Year of the Stage Manager
Stage managers typically operate in the shadows, committed first and foremost to what is happening onstage. An occupation people used to fall into, stage managers are now setting their sights on the field as early as grade school. For many of us, we cannot imagine doing anything else. The work is often thrilling. We are the first ones in and the last ones out. The personalities, the wants, the needs, the cues, the pressure, the conflict, the resolution, the spike tape, the half-hour call—if it was not worth it, we would not do it. But the truth is: we can hardly agree on what it is we actually all do.
Stage managers are incredibly adaptable creatures, a necessity informed by the ever-changing landscape of our duties from project to project. Across markets, and even just the largeness of the United States, individual stage managers are constantly redefining the profession. And while variety is the spice of a stage manager’s life, it makes it hard to advance our field forward if we cannot communicate and incorporate our different interpretations as a collective whole. Because we try to stay out of the light, our lack of visibility has undercut our advocacy and prevented many of our well-meaning colleagues from understanding what we need. Honestly, some collaborators know so little about our contributions they do not see them until something fails. It is not a lack of interest but rather a lack of time taken to share or understand what happens beyond our point of collaboration.

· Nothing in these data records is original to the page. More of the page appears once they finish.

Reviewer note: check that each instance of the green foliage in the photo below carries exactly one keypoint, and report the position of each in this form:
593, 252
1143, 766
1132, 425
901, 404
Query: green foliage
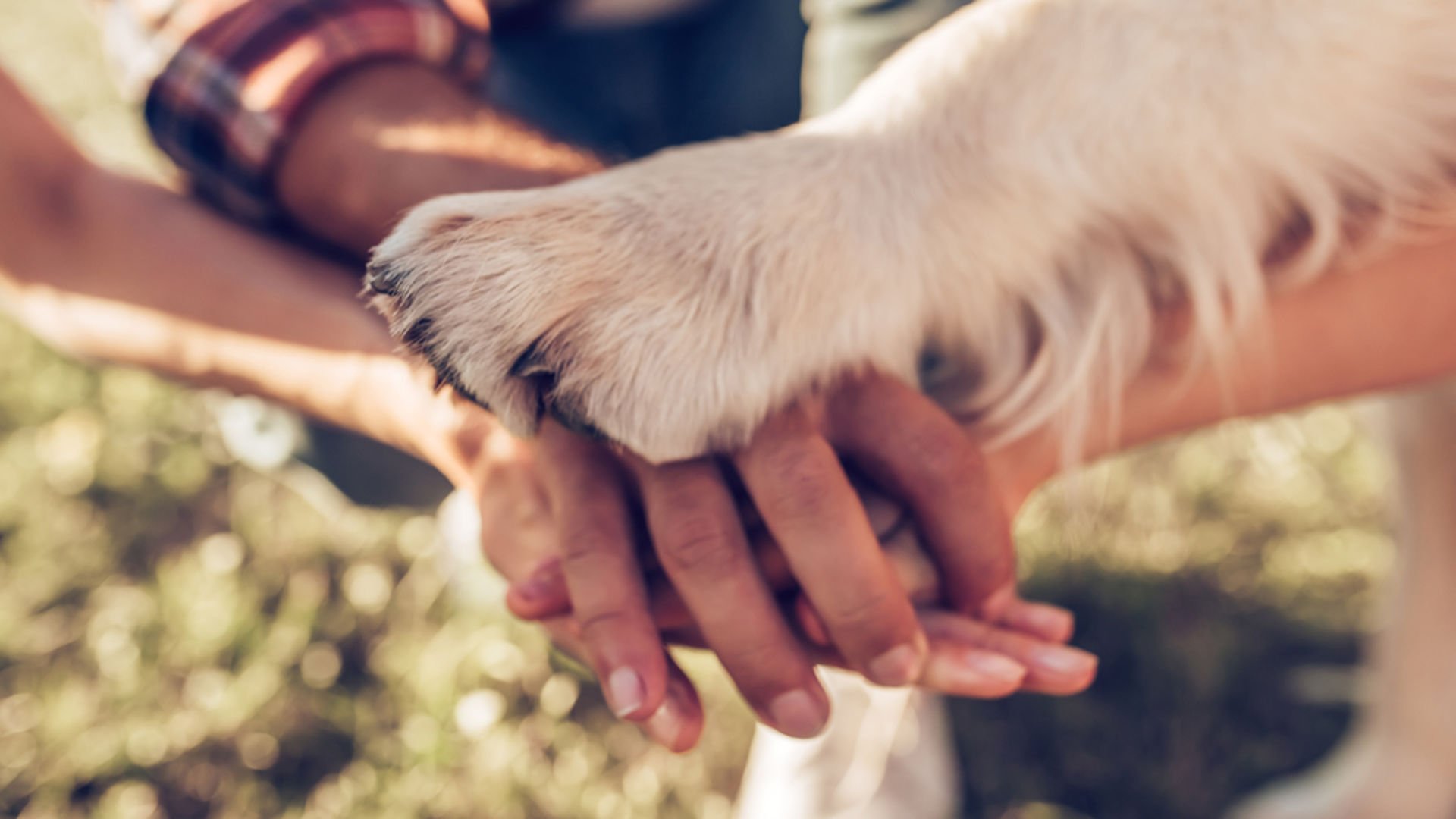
184, 635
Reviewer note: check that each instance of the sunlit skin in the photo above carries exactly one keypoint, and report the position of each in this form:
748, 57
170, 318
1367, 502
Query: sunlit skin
112, 267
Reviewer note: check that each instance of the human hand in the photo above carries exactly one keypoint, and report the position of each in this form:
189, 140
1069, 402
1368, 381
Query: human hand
795, 480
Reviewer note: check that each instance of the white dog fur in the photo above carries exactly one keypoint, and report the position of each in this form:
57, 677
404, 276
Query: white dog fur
999, 212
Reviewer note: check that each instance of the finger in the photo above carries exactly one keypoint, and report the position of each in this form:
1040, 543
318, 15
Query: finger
1038, 620
814, 515
913, 447
959, 670
542, 594
1050, 668
601, 573
705, 553
677, 725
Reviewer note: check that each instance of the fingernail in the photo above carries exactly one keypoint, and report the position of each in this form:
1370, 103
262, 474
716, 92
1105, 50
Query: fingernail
797, 713
541, 583
666, 725
897, 667
1052, 621
625, 692
993, 667
995, 605
1063, 661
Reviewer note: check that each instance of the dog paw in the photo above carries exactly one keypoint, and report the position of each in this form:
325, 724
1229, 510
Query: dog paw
667, 305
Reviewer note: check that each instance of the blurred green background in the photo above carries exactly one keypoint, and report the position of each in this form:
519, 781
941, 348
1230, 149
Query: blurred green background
185, 635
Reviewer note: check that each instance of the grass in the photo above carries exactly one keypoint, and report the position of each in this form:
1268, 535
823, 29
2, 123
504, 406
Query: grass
185, 635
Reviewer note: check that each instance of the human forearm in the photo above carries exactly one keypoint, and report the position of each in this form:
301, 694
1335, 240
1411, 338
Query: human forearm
142, 276
389, 136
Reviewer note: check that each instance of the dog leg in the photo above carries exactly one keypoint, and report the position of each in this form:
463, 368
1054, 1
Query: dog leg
1014, 196
1400, 760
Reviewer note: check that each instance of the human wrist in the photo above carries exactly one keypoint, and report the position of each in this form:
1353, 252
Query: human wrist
389, 134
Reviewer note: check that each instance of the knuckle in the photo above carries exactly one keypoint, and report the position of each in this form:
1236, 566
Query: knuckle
943, 460
764, 670
862, 620
800, 479
606, 624
587, 544
701, 544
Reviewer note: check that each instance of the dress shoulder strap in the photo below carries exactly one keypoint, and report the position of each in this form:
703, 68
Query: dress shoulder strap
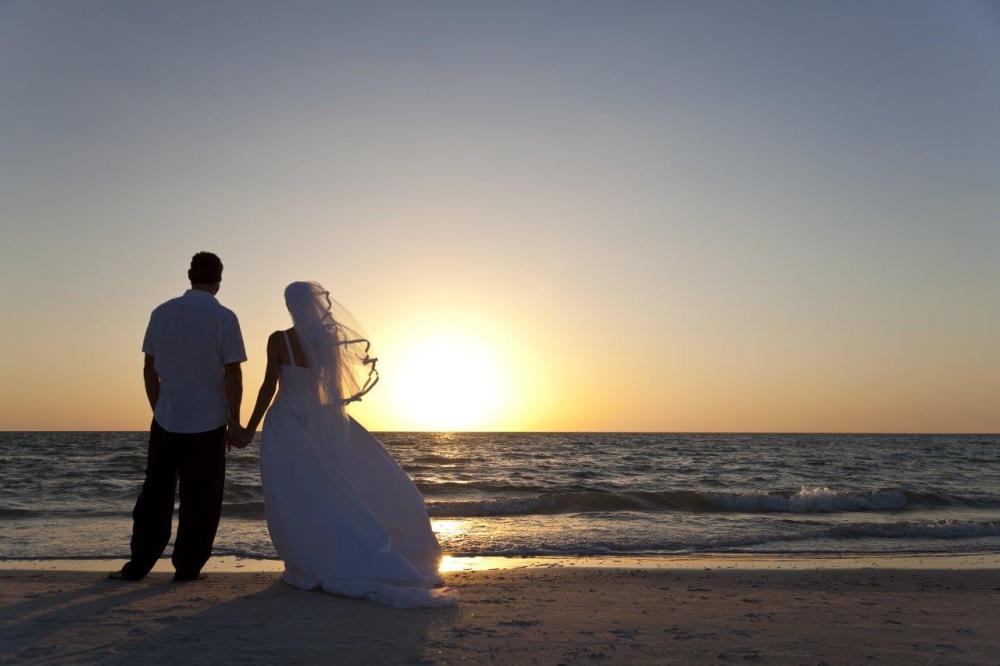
291, 354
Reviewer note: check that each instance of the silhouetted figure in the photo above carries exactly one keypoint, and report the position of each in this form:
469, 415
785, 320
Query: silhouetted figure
193, 348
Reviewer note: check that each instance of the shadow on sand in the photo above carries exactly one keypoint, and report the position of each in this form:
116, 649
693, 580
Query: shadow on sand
281, 624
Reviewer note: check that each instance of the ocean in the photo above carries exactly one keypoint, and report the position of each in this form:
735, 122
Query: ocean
70, 494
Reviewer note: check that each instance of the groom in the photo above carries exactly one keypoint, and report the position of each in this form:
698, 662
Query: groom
193, 348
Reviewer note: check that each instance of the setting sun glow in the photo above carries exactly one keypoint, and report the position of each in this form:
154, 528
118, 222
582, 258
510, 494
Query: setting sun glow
448, 380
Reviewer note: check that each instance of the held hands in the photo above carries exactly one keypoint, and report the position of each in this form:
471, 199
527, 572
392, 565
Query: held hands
238, 436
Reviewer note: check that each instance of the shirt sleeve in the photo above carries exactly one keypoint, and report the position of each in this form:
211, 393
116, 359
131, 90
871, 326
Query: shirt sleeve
232, 342
147, 340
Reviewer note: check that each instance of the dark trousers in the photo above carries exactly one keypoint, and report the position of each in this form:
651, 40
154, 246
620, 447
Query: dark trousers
199, 461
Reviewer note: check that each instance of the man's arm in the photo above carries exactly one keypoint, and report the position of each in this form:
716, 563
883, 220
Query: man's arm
152, 380
234, 393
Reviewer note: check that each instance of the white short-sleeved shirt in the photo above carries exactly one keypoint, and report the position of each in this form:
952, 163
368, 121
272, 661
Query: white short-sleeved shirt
191, 339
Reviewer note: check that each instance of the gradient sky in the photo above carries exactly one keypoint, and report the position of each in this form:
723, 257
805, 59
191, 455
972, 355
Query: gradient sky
755, 216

But now, in this Year of the Stage Manager, we seem to have all the time in the world.
Year of the Stage Manager Beginnings
In the summer of 2019, I started to imagine what kind of movement would shift how the performing arts community thinks and talks about stage management. I wanted to find a gesture to make stage managers more visible, with a lasting radiant effect. Sound designer Lindsay Jones—who fought to have sound artists re-recognized by the Tony Awards—took notice of my constant yearning for people to become actively curious about stage managers and my desire for cohesive advocacy amongst my colleagues. Lindsay saw an affinity between the sound and stage management communities, two respected groups surrounded by a general lack of education about the finer details of our experiences. He wondered what would happen if an entire year was dedicated to celebrating stage managers. I wondered too: Could we educate the masses in a campaign driven by the community? Could we make the stage management cohort stronger just by taking a moment in the limelight? Would our colleagues be interested? Would stage managers?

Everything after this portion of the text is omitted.